Industrial Processes

How is the CO2 Captured?

The separation of CO2 from flue gases has been a common practice in certain industries, such as natural gas processing, and hydrogen and fertilizer production, for over 60 years.

The current practice is most often to separate the CO2 and simply vent any unused portion to the atmosphere. Therefore, the concept of CO2 separation using industrial processes is not new, unlike the concept of capturing those emissions for environmental reasons.

For industries like upstream natural gas processing, and hydrogen and fertilizers manufacturing, flue gas streams often contain greater than 90% CO2. Consequently, many of these opportunities only require compression technology to pressurize the flue gas for transportation. This advantage makes these capture opportunities some of the most economic today. As noted previously, fertilizer manufacturing (of products such as ammonia and urea) is considered one of the best early opportunities for commercial CO2 capture today, and approximately 13 MtCO2/yr could be captured from this industry now (IPCC, 2005).

CO2 concentrations in natural gas vary by region, with almost no CO2 in Siberian gas and up to 70% in some Indonesian fields; the global average for natural gas is 1 - 2% CO2 (IEA, 2004). Natural gas in Canada can contain anywhere from zero to up to 36% CO2. Therefore, the opportunity of capturing CO2 from natural gas processing facilities varies by location.

Other opportunities in the fuel supply industries include oil refineries, hydrogen production and gasification facilities. However, because of the variety of oil refining processes used worldwide, it is impossible to characterize the industry and to indicate the total potential for CCS. That being said, oil refining is one of the largest emitting industries worldwide, thus opportunities do exist. Hydrogen is considered by many to be the transportation fuel of the future, and hydrogen production (using other fossil fuels as the feedstock) offers the potential to capture CO2 emissions from the transportation industry by capturing it where the fuel is produced. As already discussed, gasification is another option for producing hydrogen in a synfuel mix which also contains CO which could be converted to CO2 for transport to a suitable storage site.

Other high quality industrial sources of CO2 include cement, steel and pulp and paper, where average CO2 concentrations of the flue gases generally exceed 20%. CO2 concentrations from cement production are higher than those from conventional furnaces because more than half of the CO2 comes from an essential chemical reaction used in cement production (IEA, 2004). Substantial amounts of CO2 could be captured during direct iron production (DIP), a process used in regions with a lot of stranded gas (such as the Middle East). Paper mills and ethanol plants both recover "black liquor" (the remaining lignin fraction) from industrial processes and use it to generate energy. These facilities are a source of CO2 emissions that, if captured and stored, may result in the neg-emissions noted earlier, depending on the sustainability of the fuel source.
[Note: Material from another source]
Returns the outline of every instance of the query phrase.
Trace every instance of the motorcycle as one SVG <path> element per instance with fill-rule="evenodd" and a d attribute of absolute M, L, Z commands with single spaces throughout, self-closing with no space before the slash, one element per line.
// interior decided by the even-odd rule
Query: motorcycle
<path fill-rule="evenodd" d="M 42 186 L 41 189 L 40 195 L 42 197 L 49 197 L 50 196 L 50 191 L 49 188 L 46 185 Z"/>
Some new technologies are needed for applications in existing facilities, to better enable the capture of high concentration streams in the existing capital stock. As well, better process integration is needed for CO2 capture technologies which in many cases could make a big difference in the capture economics. A lack of information on the application of solvent scrubbing or oxy-fuel combustion in industries like cement, glass and metals is a critical gap. If implemented appropriately, industrial processes could be some of the first areas to produce low-cost and very pure CO2 streams for CCS.